I was working on my Ford Bronco, a big, red machine with monster tires and a monstrous 351-modified engine. It was a perfect earth-stomper that served me well while living off the grid in the Appalachian hills of Eastern Kentucky.
I had the hood up and the engine running which not only broke the peaceful silence of my natural surroundings with its industrial gurgle and roar, it added to the already-hot summer morning.
As I’m tinkering under the hood I notice a Daddy Long Legs crawling around in the engine area. It was making its way toward the rotating fan – a sure death for Daddy. I quickly grabbed the insect and flung it a few feet away onto the green earth. Daddy would live for another day. Go Daddy! (I know, I know!)
Reflection immediately followed the act. Daddy had no idea what it was headed for and had even less of an idea of why its world got twisted and inverted into a whole new reality, albeit a more desirous one, when I snatched it off the hood and tossed it to its salvation. Actually, what I did could be described as a violent act when perceived from a certain angle.
However, there was a bigger picture, a higher intention behind the act of upending the Daddy and its world that the Daddy could not have known in the moment it happened. That intention was to preserve that life. Nothing more or less. I wonder if Daddy ever thought about it afterward?
I once read a story of a family going to a camping trip in Utah.

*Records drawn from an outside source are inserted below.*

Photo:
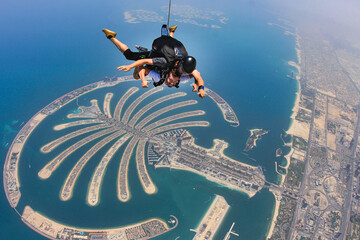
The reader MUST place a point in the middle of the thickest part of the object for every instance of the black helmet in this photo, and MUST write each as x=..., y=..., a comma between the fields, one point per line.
x=188, y=63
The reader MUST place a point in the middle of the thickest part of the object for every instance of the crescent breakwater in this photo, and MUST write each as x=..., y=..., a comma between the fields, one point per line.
x=139, y=129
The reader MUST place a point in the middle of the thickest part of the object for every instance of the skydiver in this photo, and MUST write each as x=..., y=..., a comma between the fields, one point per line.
x=168, y=58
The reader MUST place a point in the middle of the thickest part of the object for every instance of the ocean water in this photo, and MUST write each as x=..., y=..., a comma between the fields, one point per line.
x=52, y=48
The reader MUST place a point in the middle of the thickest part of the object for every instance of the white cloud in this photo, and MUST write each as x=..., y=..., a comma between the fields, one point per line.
x=179, y=13
x=140, y=15
x=129, y=18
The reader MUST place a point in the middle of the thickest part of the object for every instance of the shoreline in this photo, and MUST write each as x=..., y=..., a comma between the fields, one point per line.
x=36, y=221
x=290, y=131
x=275, y=215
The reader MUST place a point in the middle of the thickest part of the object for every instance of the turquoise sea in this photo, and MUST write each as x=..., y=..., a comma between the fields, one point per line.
x=49, y=49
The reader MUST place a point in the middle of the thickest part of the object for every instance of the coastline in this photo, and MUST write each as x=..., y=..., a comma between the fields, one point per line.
x=275, y=215
x=291, y=130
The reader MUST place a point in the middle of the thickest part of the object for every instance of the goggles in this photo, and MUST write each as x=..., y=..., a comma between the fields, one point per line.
x=179, y=70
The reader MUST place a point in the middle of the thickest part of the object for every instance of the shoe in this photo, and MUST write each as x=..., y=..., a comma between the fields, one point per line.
x=173, y=28
x=109, y=34
x=164, y=31
x=141, y=49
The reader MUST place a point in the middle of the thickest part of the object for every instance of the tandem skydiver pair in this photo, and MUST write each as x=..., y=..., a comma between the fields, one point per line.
x=166, y=63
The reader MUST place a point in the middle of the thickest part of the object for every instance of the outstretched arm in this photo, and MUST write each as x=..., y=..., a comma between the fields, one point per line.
x=142, y=73
x=198, y=82
x=137, y=63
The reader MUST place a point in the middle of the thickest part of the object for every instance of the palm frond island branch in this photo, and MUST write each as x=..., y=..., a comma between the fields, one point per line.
x=133, y=124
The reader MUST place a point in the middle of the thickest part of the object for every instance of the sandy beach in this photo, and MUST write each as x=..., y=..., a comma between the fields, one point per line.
x=294, y=127
x=276, y=213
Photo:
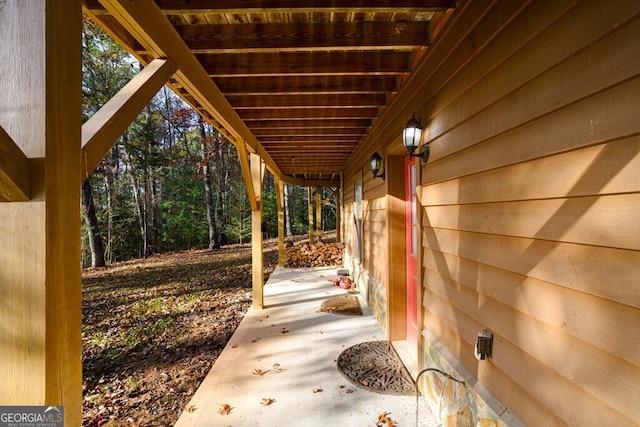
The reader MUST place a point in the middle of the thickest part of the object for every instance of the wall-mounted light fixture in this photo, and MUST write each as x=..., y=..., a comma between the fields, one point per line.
x=411, y=137
x=375, y=163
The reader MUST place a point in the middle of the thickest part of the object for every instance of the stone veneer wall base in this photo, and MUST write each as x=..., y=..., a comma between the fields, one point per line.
x=489, y=411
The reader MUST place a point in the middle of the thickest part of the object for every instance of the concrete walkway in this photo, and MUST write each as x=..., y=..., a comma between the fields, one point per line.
x=296, y=348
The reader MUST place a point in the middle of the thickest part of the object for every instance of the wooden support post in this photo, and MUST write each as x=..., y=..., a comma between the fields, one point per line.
x=257, y=252
x=338, y=216
x=280, y=207
x=319, y=212
x=14, y=171
x=40, y=277
x=311, y=228
x=104, y=128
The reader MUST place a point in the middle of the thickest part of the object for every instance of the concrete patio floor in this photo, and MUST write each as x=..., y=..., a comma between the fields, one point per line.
x=296, y=348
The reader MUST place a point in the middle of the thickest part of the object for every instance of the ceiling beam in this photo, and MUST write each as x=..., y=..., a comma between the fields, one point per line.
x=302, y=84
x=309, y=100
x=289, y=124
x=289, y=6
x=306, y=114
x=312, y=63
x=335, y=133
x=14, y=171
x=104, y=128
x=149, y=26
x=304, y=36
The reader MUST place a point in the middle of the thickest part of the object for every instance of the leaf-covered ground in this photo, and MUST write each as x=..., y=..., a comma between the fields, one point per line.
x=153, y=328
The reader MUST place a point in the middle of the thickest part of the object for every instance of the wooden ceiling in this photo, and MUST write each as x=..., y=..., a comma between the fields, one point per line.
x=308, y=78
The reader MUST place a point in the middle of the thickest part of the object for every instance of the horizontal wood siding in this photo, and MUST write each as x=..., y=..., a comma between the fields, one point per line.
x=530, y=205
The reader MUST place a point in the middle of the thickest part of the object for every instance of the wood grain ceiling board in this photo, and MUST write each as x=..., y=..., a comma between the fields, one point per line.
x=309, y=78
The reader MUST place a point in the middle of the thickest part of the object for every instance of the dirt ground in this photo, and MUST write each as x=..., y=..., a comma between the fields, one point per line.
x=153, y=328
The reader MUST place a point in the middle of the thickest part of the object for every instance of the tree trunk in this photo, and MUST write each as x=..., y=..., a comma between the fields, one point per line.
x=287, y=215
x=206, y=174
x=95, y=241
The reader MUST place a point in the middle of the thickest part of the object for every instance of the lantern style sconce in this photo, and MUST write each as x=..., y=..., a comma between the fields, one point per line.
x=375, y=163
x=411, y=137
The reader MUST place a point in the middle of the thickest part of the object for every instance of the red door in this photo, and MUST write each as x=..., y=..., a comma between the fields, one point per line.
x=411, y=249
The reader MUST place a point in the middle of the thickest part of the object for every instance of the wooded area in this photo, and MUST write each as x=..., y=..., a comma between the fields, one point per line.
x=172, y=181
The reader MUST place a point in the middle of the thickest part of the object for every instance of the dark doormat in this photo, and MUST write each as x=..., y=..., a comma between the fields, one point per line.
x=342, y=304
x=375, y=366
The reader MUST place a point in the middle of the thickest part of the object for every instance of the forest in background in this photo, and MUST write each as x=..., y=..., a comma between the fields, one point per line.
x=171, y=182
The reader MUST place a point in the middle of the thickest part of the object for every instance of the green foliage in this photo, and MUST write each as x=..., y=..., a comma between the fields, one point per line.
x=149, y=192
x=183, y=210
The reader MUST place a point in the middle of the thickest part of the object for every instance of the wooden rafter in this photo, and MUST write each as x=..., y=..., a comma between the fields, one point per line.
x=14, y=171
x=280, y=37
x=313, y=63
x=275, y=76
x=145, y=21
x=103, y=129
x=320, y=85
x=287, y=6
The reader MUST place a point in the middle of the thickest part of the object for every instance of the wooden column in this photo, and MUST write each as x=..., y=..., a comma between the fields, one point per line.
x=257, y=252
x=319, y=213
x=280, y=207
x=311, y=228
x=40, y=277
x=338, y=218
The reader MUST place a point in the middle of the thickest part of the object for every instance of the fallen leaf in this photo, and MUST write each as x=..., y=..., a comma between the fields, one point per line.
x=225, y=409
x=384, y=419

They were part of a larger group gathering at a campground for a weekend of leisure and recreation. On the way to the campground their vehicle broke down and they were still several hours from their destination. Their excitement turned to utter frustration and disappointment, especially for the children.
They tinkered, they prayed, and, ultimately, they were stuck (this was before the internet, GPS, and cellphones). They never made it to the campground. They found out later on that a flash flood swept through the campground and a number of people drowned in the flood.

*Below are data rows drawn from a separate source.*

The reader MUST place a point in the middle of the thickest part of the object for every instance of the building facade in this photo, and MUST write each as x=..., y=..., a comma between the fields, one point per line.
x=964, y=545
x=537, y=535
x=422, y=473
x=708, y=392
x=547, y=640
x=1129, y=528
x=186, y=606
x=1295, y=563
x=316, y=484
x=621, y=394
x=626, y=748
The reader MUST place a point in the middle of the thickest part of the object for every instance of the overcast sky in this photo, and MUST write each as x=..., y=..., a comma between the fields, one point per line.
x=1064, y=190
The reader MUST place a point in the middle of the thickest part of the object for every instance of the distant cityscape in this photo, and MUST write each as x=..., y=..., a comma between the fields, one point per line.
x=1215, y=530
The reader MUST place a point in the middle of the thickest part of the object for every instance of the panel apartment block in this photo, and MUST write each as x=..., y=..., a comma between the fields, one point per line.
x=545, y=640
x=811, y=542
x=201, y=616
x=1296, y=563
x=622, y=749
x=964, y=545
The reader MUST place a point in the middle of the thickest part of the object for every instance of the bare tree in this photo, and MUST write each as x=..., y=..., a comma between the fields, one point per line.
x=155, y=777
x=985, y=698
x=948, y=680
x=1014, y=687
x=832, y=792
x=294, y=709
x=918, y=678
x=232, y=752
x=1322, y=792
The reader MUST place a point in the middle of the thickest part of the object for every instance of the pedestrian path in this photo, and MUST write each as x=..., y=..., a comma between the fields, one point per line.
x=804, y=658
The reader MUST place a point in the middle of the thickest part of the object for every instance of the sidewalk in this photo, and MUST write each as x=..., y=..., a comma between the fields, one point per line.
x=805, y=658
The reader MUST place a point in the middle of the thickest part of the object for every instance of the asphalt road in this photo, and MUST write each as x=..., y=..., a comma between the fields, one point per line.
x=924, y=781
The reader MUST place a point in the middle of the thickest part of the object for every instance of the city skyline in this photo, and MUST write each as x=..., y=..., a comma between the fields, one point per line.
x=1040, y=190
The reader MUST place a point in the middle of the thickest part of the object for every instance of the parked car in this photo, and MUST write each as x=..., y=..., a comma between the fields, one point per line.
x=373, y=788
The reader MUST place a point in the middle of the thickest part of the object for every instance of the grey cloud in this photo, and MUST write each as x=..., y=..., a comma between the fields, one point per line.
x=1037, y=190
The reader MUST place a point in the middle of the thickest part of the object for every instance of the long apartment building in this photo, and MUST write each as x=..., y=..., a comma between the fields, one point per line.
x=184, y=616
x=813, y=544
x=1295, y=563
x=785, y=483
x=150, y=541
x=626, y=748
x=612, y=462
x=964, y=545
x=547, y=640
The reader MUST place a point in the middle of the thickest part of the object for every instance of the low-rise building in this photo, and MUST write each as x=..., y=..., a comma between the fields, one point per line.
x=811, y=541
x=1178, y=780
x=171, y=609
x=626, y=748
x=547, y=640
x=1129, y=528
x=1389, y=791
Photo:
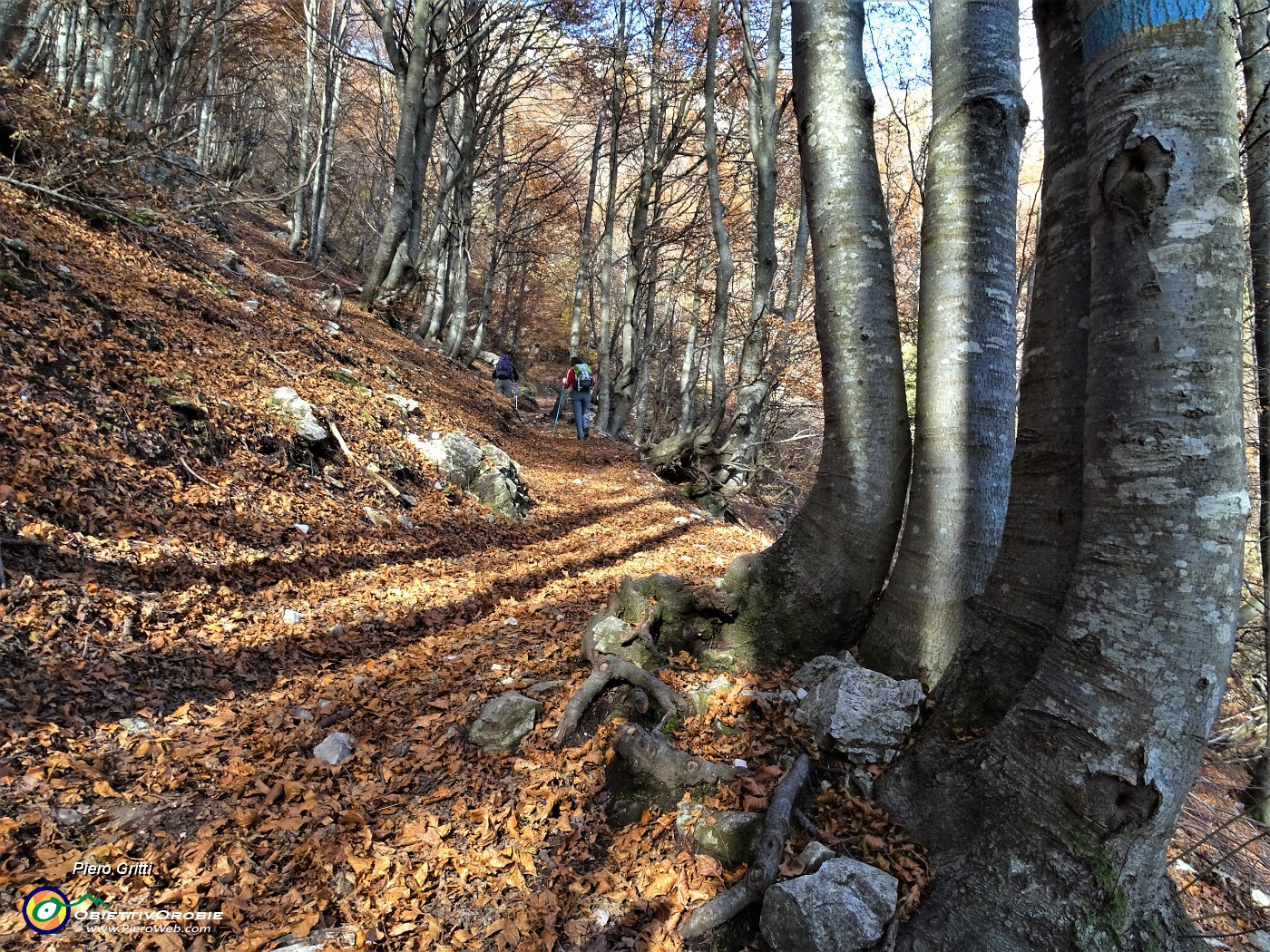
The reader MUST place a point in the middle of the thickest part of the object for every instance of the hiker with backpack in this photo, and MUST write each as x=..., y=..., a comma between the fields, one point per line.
x=505, y=377
x=580, y=383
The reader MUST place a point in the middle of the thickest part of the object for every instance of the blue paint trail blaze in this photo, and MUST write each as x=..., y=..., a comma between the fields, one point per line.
x=1121, y=18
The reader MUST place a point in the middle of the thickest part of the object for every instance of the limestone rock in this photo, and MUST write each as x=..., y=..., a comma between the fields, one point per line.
x=503, y=721
x=700, y=697
x=456, y=456
x=815, y=856
x=300, y=414
x=376, y=518
x=336, y=749
x=609, y=635
x=503, y=491
x=842, y=908
x=728, y=835
x=861, y=713
x=816, y=670
x=404, y=403
x=276, y=285
x=486, y=472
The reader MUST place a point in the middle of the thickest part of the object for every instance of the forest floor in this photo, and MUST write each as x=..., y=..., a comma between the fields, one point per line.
x=194, y=602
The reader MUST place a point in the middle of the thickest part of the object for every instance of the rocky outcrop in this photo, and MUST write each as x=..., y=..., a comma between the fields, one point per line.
x=503, y=721
x=298, y=413
x=485, y=471
x=842, y=908
x=856, y=711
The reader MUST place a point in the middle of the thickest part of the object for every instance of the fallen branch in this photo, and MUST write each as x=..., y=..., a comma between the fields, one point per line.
x=606, y=669
x=181, y=461
x=650, y=754
x=767, y=859
x=343, y=446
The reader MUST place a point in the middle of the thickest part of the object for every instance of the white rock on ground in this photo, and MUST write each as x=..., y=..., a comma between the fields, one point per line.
x=503, y=721
x=842, y=908
x=336, y=749
x=298, y=413
x=860, y=713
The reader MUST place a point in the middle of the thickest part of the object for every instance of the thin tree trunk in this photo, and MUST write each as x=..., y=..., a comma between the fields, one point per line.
x=1010, y=626
x=311, y=10
x=616, y=104
x=835, y=554
x=967, y=342
x=211, y=83
x=34, y=38
x=584, y=253
x=318, y=213
x=1081, y=784
x=419, y=105
x=137, y=59
x=689, y=372
x=1254, y=35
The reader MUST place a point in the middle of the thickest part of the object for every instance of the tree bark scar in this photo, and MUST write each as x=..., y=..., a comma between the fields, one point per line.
x=1115, y=802
x=1136, y=181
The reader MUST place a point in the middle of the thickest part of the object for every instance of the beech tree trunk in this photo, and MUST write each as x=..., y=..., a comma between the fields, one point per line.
x=583, y=277
x=1254, y=37
x=967, y=342
x=1011, y=625
x=812, y=592
x=1080, y=784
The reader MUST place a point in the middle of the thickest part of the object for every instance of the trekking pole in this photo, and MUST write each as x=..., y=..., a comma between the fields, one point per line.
x=559, y=403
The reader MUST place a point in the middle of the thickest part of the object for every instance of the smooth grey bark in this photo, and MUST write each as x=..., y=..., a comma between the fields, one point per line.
x=136, y=69
x=583, y=277
x=1080, y=786
x=967, y=342
x=211, y=83
x=813, y=590
x=304, y=171
x=330, y=103
x=616, y=108
x=664, y=132
x=672, y=456
x=1020, y=611
x=689, y=371
x=111, y=21
x=32, y=40
x=729, y=463
x=1254, y=37
x=421, y=85
x=13, y=21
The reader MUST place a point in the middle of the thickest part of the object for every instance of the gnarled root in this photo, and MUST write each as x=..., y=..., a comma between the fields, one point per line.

There is the account of the man who had never been late to work in his 11 years at a financial company. One morning he heads to work and is running late, over a half-hour late. On the subway, in NYC, anxiety and fear had his stomach tied in knots. His perfect punctuality record would come to an end. He was filled with shame over it, his pride brought down low. So ashamed was he about being late for the first time, he did not call in to the office to give notice.
It was the morning of September 11, 2001 and the man worked at the World Trade Center. Had he arrived to work on time, as he had done for 11 years, well…..you know the rest.

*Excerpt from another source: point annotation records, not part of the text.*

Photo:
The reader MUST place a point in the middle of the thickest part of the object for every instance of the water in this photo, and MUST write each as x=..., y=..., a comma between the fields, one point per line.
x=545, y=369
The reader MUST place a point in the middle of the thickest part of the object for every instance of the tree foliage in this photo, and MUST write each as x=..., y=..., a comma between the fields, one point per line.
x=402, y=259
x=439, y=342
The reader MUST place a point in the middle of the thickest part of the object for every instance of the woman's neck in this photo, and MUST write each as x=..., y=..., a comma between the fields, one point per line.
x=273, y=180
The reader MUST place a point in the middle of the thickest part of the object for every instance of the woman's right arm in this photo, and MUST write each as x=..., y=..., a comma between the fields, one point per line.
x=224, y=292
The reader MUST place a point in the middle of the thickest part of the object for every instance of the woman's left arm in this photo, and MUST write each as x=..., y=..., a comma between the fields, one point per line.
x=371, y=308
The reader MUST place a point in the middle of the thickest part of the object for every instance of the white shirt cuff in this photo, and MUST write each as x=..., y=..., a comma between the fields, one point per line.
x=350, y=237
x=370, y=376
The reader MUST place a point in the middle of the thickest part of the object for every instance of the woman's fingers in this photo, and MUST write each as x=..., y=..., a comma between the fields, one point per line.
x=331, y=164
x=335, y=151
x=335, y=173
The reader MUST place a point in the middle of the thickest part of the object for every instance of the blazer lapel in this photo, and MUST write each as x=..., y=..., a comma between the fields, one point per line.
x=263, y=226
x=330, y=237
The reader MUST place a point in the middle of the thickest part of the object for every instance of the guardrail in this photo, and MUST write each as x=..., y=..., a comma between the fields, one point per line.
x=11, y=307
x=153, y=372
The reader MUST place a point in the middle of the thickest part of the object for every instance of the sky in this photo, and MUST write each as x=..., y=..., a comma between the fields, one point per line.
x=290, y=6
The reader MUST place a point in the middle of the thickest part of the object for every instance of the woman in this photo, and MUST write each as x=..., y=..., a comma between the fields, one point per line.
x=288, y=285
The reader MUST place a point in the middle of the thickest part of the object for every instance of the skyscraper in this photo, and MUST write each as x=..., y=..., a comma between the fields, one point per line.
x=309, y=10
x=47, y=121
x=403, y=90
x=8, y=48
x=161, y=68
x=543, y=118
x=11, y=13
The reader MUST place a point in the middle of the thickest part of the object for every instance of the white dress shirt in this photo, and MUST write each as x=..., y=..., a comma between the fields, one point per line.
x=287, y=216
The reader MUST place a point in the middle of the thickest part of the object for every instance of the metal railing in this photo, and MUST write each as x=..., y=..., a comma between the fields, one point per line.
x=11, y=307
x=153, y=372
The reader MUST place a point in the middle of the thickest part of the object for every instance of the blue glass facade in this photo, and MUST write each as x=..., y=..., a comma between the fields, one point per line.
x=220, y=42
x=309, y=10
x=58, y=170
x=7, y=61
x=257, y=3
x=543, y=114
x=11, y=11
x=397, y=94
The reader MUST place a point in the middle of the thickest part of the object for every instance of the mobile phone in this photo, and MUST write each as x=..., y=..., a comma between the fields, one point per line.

Context. It’s all about context, isn’t it.
A sudden, violent change of circumstance, a bitter disappointment, a perceived failure in performance. Seen through the altered lens of a shifting context, what appears to the eyes as a severe breakdown emerges as a significant breakthrough. Guide yourself, train yourself, to recognize your opportunities in the midst of breakdowns, turmoils, even chaos. Learn how to shift the context.
To perceive ‘failure’ in the circumstances is something anyone can do. It requires almost no effort at all to condition the mind to see at the surface of life. However, to recognize the opportunity, or even just to expect the opportunity to present itself, often an act of a certain kind of faith and knowing, also a result of conditioning, requires the exercise of a certain muscle of the Soul. It is more than being an optimist – it’s more like being an OPTI-MYSTIC – one who can see the unseen in what is seen and beyond.
To see with a higher Seeing. This is what we are called to do. To see the clouds covering the sky is easy, too obvious. To see that the sun still shines requires imagination, a higher Seeing, an elevated vision.